This vignette demonstrates how to use the raml
package to solve a simple scheduling problem: twelve representatives attend a conference, and each representative needs to meet every other representative one on one. How can we most efficiently schedule this conference?
To begin, we define the model object:
library(raml)
## Loading required package: ROI
## ROI.plugin.glpk: R Optimization Infrastructure
## Registered solver plugins: nlminb, glpk.
## Default solver: auto.
m <- Model()
m$sense <- "min"
Now, we define our decision variables: should representative i
meet with representative j
during time period k
?
m$var(x[1:12, 1:12, 1:20], "Binary")
We know that if i
is meeting with j
, then j
must also be meeting with i
:
for (k in 1:20) {
for (i in 1:12) {
for (j in 1:i) {
m$constraint(x[i, j, k] == x[j, i, k])
}
}
}
Furthermore, each representative can only meet with one other representative during a given time frame:
for (k in 1:20) {
for (i in 1:12) {
m$constraint(rsum(x[i,j_i,k], j_i = 1:12) <= 1)
}
}
Now, we require every representative meet with every other representative:
for (i in 1:12) {
for (j in 1:12) {
if (i != j) {
m$constraint(rsum(x[i,j,k_i], k_i = 1:20) >= 1)
}
}
}
We define our objective function to minimize the amount of time everyone has to spend at the conference:
gamma <- 1.1
m$objective(rsum(gamma^k_i * x[i_i, j_i, k_i], i_i = 1:12, j_i = 1:12, k_i = 1:20))

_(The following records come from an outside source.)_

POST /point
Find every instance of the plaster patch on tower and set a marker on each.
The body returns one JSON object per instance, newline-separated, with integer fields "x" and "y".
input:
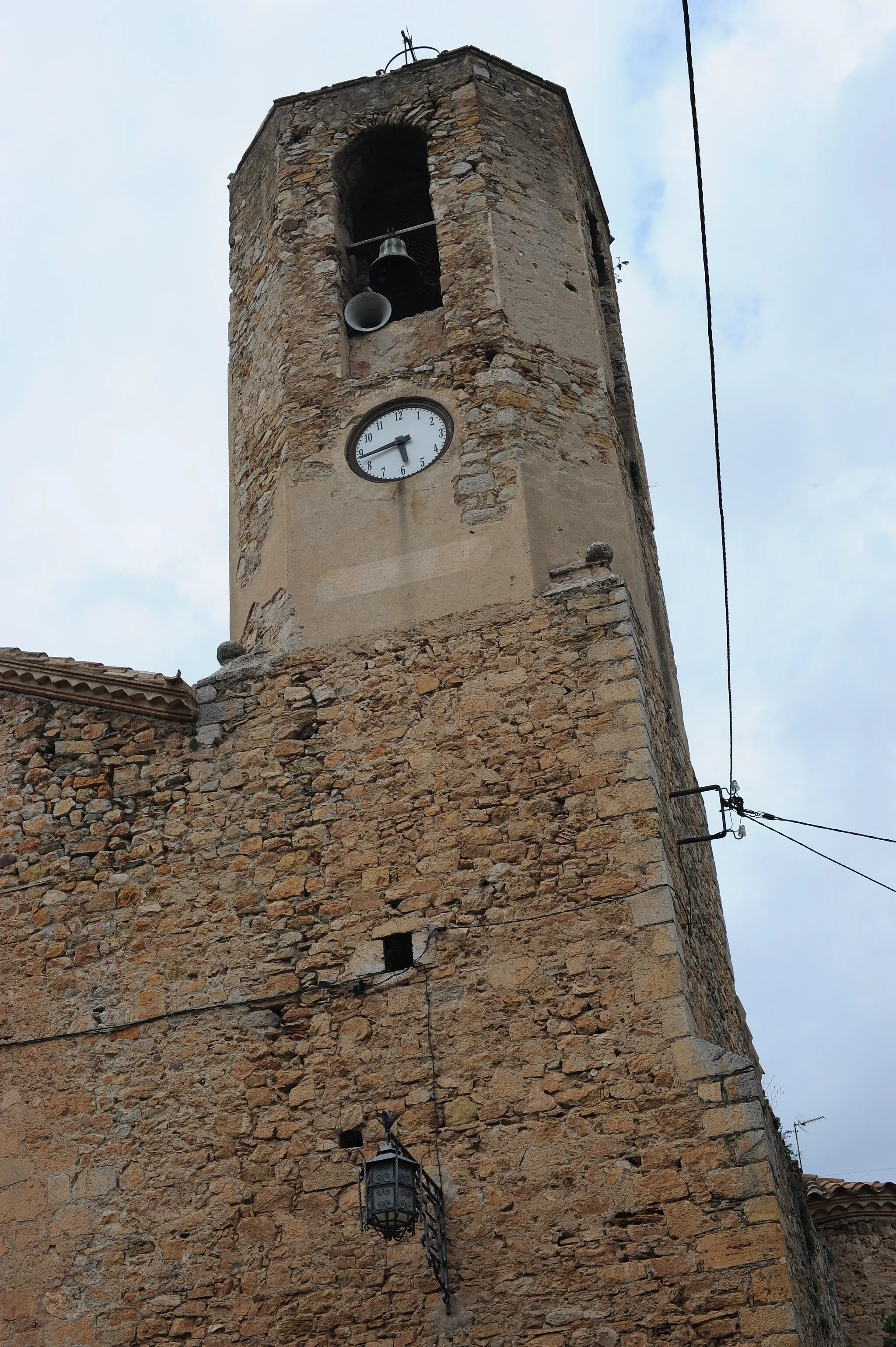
{"x": 273, "y": 625}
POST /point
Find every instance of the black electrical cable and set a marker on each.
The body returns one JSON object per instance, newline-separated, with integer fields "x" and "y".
{"x": 841, "y": 864}
{"x": 436, "y": 1089}
{"x": 777, "y": 818}
{"x": 712, "y": 372}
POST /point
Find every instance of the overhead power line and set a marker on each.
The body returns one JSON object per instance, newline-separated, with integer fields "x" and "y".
{"x": 777, "y": 818}
{"x": 825, "y": 857}
{"x": 712, "y": 374}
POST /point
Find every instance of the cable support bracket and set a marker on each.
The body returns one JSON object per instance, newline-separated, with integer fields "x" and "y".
{"x": 728, "y": 803}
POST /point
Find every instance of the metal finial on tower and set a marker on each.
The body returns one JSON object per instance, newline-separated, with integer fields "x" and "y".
{"x": 409, "y": 52}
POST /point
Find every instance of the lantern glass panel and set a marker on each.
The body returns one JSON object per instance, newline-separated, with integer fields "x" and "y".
{"x": 391, "y": 1182}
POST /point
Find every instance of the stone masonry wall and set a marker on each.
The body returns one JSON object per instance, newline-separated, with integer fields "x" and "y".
{"x": 488, "y": 784}
{"x": 539, "y": 379}
{"x": 863, "y": 1259}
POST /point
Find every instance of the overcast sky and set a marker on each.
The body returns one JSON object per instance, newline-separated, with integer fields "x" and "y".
{"x": 119, "y": 126}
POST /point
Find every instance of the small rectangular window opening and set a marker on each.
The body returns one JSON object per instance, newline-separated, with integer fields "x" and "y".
{"x": 398, "y": 951}
{"x": 597, "y": 251}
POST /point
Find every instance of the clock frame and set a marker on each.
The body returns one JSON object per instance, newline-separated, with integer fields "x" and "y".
{"x": 387, "y": 410}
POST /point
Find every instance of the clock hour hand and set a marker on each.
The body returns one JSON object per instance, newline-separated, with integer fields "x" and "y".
{"x": 399, "y": 442}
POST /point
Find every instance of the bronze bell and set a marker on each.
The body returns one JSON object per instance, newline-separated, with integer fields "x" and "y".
{"x": 394, "y": 271}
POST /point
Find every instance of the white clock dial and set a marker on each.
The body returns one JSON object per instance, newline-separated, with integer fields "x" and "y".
{"x": 399, "y": 439}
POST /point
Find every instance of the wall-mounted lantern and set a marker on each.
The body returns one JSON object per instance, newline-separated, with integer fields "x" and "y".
{"x": 395, "y": 1194}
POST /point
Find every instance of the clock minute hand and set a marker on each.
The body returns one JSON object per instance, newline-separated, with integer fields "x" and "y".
{"x": 399, "y": 442}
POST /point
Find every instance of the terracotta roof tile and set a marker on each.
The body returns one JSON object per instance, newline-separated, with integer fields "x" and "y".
{"x": 836, "y": 1199}
{"x": 135, "y": 691}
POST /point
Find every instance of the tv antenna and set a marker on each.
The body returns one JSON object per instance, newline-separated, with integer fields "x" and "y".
{"x": 805, "y": 1122}
{"x": 409, "y": 52}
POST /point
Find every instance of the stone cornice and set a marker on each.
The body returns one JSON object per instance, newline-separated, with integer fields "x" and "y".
{"x": 834, "y": 1201}
{"x": 134, "y": 691}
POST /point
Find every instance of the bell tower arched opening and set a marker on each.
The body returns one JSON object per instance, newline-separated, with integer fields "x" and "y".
{"x": 385, "y": 188}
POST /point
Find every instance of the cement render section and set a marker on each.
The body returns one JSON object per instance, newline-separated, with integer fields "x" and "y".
{"x": 492, "y": 784}
{"x": 526, "y": 353}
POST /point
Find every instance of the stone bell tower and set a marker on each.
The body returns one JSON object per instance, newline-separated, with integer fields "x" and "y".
{"x": 612, "y": 1161}
{"x": 512, "y": 328}
{"x": 413, "y": 850}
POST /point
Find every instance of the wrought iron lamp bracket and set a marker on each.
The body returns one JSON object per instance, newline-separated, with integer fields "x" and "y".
{"x": 430, "y": 1207}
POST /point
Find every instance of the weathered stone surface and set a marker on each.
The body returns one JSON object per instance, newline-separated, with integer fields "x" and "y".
{"x": 487, "y": 771}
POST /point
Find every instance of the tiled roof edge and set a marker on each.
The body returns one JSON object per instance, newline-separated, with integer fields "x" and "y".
{"x": 133, "y": 691}
{"x": 836, "y": 1199}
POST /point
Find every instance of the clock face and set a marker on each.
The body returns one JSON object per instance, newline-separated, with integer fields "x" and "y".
{"x": 399, "y": 439}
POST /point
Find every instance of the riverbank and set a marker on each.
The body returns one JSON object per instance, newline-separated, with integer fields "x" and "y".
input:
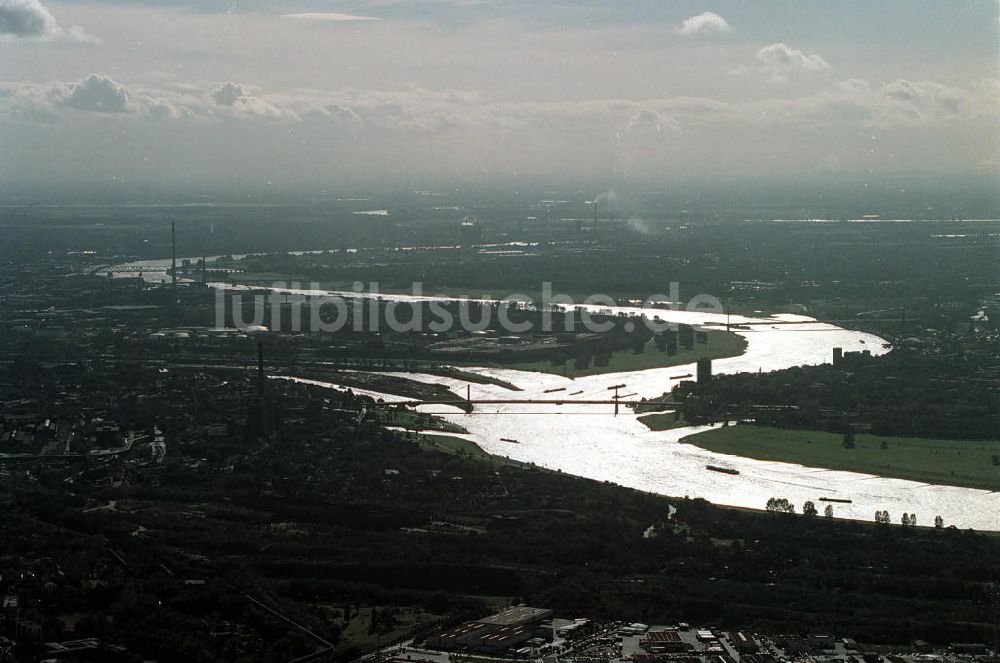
{"x": 965, "y": 463}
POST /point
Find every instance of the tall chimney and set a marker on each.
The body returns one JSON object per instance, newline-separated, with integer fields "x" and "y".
{"x": 260, "y": 369}
{"x": 173, "y": 256}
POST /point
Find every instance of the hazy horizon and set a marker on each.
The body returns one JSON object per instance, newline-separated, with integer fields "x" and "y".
{"x": 296, "y": 95}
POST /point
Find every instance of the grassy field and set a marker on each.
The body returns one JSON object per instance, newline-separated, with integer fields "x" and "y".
{"x": 953, "y": 462}
{"x": 720, "y": 344}
{"x": 462, "y": 447}
{"x": 663, "y": 421}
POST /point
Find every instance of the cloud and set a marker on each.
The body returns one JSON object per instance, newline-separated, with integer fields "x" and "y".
{"x": 779, "y": 60}
{"x": 98, "y": 94}
{"x": 238, "y": 99}
{"x": 330, "y": 17}
{"x": 704, "y": 22}
{"x": 31, "y": 20}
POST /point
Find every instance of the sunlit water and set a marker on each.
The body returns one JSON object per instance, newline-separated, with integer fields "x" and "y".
{"x": 590, "y": 441}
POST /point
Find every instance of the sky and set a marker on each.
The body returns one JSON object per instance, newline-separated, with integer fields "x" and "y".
{"x": 326, "y": 94}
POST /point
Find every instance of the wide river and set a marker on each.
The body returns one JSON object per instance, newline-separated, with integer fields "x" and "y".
{"x": 590, "y": 441}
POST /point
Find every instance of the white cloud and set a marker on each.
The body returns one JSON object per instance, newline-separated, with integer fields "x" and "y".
{"x": 31, "y": 20}
{"x": 96, "y": 93}
{"x": 704, "y": 22}
{"x": 779, "y": 60}
{"x": 329, "y": 17}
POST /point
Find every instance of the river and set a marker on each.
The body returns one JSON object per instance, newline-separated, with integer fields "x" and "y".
{"x": 590, "y": 441}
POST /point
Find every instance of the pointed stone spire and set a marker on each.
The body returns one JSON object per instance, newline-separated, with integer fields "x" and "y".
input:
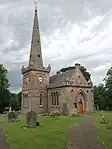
{"x": 35, "y": 59}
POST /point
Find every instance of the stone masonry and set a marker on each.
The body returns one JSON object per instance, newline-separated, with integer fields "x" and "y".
{"x": 43, "y": 93}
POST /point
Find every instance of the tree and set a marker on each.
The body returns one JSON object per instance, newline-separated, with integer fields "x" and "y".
{"x": 83, "y": 70}
{"x": 4, "y": 91}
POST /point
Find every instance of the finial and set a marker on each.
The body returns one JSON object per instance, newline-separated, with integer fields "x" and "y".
{"x": 35, "y": 5}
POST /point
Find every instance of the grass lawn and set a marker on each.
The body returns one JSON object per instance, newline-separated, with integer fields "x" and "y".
{"x": 52, "y": 134}
{"x": 104, "y": 133}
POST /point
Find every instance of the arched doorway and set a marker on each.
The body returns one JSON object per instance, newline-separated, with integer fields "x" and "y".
{"x": 81, "y": 106}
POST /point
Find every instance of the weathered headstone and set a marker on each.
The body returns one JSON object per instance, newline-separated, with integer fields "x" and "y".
{"x": 65, "y": 110}
{"x": 31, "y": 119}
{"x": 12, "y": 116}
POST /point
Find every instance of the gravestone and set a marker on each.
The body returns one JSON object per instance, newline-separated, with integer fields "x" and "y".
{"x": 31, "y": 119}
{"x": 12, "y": 116}
{"x": 65, "y": 110}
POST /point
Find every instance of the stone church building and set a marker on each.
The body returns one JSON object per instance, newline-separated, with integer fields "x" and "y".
{"x": 44, "y": 93}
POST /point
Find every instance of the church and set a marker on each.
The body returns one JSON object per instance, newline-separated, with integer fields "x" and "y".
{"x": 44, "y": 93}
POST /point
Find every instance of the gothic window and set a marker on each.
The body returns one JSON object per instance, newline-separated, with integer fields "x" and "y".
{"x": 75, "y": 105}
{"x": 57, "y": 99}
{"x": 25, "y": 102}
{"x": 38, "y": 55}
{"x": 41, "y": 101}
{"x": 52, "y": 98}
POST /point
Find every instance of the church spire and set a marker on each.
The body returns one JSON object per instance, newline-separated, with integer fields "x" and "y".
{"x": 35, "y": 59}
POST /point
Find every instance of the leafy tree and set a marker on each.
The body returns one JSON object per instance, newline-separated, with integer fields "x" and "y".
{"x": 4, "y": 91}
{"x": 83, "y": 70}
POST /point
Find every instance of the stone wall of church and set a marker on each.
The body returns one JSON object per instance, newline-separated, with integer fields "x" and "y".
{"x": 62, "y": 98}
{"x": 69, "y": 95}
{"x": 36, "y": 90}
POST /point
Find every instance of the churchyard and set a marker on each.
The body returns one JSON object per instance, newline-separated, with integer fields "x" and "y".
{"x": 104, "y": 130}
{"x": 52, "y": 133}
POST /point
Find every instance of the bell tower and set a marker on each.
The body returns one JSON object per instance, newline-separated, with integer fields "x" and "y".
{"x": 35, "y": 76}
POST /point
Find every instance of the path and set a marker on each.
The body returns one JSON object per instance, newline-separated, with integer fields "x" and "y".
{"x": 3, "y": 144}
{"x": 84, "y": 136}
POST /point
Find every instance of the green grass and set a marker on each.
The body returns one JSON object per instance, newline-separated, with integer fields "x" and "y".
{"x": 104, "y": 133}
{"x": 52, "y": 134}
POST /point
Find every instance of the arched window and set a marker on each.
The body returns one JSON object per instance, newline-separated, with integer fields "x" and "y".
{"x": 57, "y": 99}
{"x": 41, "y": 101}
{"x": 54, "y": 98}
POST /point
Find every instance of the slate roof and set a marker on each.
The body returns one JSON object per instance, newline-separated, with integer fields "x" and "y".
{"x": 62, "y": 77}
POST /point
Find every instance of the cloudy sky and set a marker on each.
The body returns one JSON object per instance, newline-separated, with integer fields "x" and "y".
{"x": 71, "y": 31}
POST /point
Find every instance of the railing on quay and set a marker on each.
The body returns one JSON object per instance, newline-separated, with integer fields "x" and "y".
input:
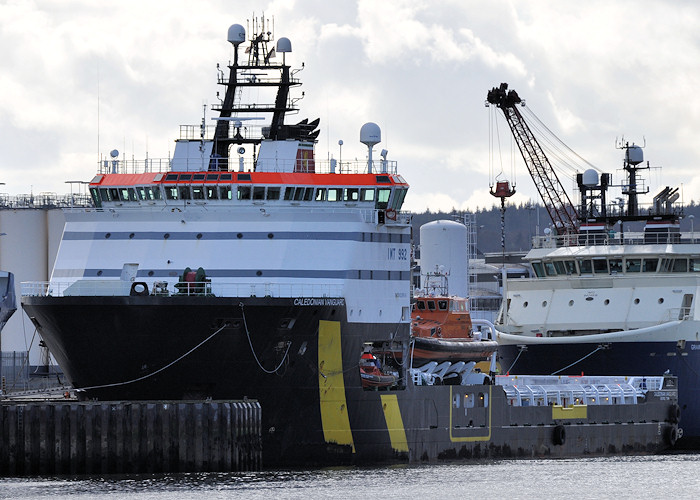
{"x": 613, "y": 238}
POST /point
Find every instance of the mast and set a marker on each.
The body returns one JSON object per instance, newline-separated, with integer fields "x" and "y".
{"x": 257, "y": 72}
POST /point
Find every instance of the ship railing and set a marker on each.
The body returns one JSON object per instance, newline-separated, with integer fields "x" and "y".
{"x": 530, "y": 390}
{"x": 197, "y": 164}
{"x": 107, "y": 288}
{"x": 607, "y": 239}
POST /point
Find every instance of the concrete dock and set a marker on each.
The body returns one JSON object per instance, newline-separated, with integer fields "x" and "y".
{"x": 71, "y": 437}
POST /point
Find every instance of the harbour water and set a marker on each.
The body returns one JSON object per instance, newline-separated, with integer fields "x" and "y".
{"x": 647, "y": 477}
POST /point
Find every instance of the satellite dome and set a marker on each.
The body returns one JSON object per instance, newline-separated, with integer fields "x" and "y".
{"x": 370, "y": 134}
{"x": 284, "y": 45}
{"x": 236, "y": 34}
{"x": 590, "y": 178}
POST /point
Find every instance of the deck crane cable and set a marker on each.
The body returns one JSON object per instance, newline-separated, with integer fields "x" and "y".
{"x": 531, "y": 113}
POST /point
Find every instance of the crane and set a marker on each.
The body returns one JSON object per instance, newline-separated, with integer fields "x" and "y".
{"x": 550, "y": 189}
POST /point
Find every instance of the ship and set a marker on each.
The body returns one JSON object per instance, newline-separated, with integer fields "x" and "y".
{"x": 245, "y": 268}
{"x": 618, "y": 297}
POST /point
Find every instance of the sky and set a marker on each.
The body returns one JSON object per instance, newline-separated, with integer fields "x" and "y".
{"x": 80, "y": 78}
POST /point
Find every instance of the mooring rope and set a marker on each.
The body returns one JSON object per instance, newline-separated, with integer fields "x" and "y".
{"x": 250, "y": 343}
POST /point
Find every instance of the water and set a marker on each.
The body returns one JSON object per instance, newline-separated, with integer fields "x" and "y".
{"x": 651, "y": 477}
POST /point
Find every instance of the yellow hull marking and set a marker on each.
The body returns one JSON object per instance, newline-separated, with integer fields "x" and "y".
{"x": 575, "y": 411}
{"x": 331, "y": 387}
{"x": 394, "y": 422}
{"x": 469, "y": 439}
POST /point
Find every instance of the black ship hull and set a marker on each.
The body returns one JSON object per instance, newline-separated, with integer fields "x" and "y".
{"x": 299, "y": 359}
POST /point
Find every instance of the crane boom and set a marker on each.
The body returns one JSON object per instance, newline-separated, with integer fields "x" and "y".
{"x": 550, "y": 189}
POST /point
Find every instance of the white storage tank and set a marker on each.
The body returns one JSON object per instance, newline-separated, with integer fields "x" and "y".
{"x": 443, "y": 245}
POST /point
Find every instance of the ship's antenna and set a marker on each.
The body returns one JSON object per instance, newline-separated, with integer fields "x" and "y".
{"x": 98, "y": 112}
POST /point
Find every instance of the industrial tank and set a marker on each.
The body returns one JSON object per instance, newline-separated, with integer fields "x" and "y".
{"x": 443, "y": 248}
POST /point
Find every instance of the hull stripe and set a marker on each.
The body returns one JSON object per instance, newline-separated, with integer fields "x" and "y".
{"x": 394, "y": 422}
{"x": 334, "y": 408}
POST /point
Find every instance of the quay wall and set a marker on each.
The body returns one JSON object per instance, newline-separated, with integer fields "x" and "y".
{"x": 71, "y": 437}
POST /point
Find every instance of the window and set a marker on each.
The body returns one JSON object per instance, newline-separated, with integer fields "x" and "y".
{"x": 615, "y": 265}
{"x": 539, "y": 270}
{"x": 600, "y": 266}
{"x": 649, "y": 265}
{"x": 197, "y": 192}
{"x": 352, "y": 194}
{"x": 586, "y": 266}
{"x": 570, "y": 266}
{"x": 335, "y": 194}
{"x": 398, "y": 198}
{"x": 367, "y": 194}
{"x": 680, "y": 266}
{"x": 95, "y": 193}
{"x": 383, "y": 195}
{"x": 549, "y": 269}
{"x": 633, "y": 265}
{"x": 212, "y": 192}
{"x": 244, "y": 192}
{"x": 225, "y": 192}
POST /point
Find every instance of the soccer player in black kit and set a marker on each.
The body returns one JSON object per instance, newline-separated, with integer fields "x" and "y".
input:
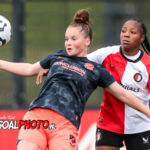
{"x": 70, "y": 81}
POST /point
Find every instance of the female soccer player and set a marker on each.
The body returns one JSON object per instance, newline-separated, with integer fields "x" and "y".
{"x": 70, "y": 81}
{"x": 130, "y": 66}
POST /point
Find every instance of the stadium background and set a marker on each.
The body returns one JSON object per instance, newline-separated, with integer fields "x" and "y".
{"x": 44, "y": 24}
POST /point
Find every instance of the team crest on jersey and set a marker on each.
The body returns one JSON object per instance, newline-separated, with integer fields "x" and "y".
{"x": 89, "y": 66}
{"x": 137, "y": 77}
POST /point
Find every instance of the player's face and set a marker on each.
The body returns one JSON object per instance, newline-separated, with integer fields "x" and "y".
{"x": 131, "y": 37}
{"x": 76, "y": 43}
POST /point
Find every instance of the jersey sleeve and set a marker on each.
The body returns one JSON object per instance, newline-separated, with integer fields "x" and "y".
{"x": 106, "y": 78}
{"x": 99, "y": 55}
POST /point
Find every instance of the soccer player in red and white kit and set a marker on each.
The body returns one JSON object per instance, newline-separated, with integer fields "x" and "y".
{"x": 130, "y": 66}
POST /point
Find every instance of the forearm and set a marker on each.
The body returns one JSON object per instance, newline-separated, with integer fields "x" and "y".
{"x": 126, "y": 97}
{"x": 19, "y": 68}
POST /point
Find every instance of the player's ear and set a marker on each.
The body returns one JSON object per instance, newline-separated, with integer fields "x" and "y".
{"x": 88, "y": 41}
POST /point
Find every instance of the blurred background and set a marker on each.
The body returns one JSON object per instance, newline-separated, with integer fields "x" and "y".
{"x": 38, "y": 30}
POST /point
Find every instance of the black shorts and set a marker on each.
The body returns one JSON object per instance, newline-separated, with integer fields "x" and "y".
{"x": 139, "y": 141}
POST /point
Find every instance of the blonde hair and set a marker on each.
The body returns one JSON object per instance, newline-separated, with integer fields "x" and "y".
{"x": 82, "y": 19}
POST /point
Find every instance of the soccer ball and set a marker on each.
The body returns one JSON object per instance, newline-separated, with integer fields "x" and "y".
{"x": 5, "y": 31}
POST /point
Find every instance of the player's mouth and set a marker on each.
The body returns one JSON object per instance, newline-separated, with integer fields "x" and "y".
{"x": 125, "y": 42}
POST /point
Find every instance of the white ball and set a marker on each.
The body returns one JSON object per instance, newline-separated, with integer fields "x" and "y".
{"x": 5, "y": 31}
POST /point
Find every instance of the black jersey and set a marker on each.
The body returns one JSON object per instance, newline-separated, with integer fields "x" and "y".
{"x": 69, "y": 83}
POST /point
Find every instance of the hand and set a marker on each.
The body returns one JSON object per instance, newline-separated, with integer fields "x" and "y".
{"x": 40, "y": 75}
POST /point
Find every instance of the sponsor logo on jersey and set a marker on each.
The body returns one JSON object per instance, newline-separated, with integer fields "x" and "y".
{"x": 71, "y": 67}
{"x": 89, "y": 66}
{"x": 137, "y": 77}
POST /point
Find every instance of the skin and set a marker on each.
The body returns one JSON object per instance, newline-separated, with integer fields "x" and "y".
{"x": 131, "y": 37}
{"x": 75, "y": 42}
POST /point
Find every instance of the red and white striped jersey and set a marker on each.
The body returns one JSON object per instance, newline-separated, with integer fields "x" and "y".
{"x": 133, "y": 75}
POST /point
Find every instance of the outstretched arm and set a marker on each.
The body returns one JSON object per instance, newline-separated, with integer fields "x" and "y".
{"x": 126, "y": 97}
{"x": 19, "y": 68}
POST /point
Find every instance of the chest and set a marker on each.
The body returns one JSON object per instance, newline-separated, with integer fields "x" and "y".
{"x": 126, "y": 72}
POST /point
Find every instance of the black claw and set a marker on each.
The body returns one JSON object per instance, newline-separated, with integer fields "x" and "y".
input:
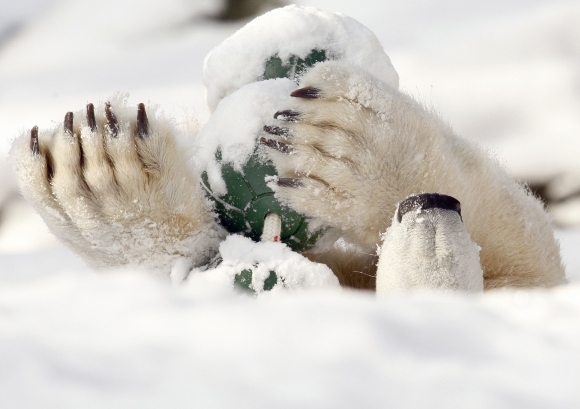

Finally, we can solve the model:
m$solve()
## Optimal solution found.
## The objective value is: 244.61140520652
Now, we can visualize the meetings:
df <- data.frame(i = numeric(), j = numeric(), k = numeric())
for (i in 1:12) {
for (j in 1:12) {
for (k in 1:20) {
if (value(x[i,j,k]) > 0) {
df <- rbind(df, data.frame(i = i, j = j, k = k))
}
}
}
}
library(ggplot2)
ggplot(df, aes(i,j, label = k)) +
geom_text() +
scale_x_continuous("Rep i", breaks = 1:12) +
scale_y_continuous("Rep j", breaks = 1:12) +
ggtitle("When should Rep i meet with Rep j?") +
theme_minimal()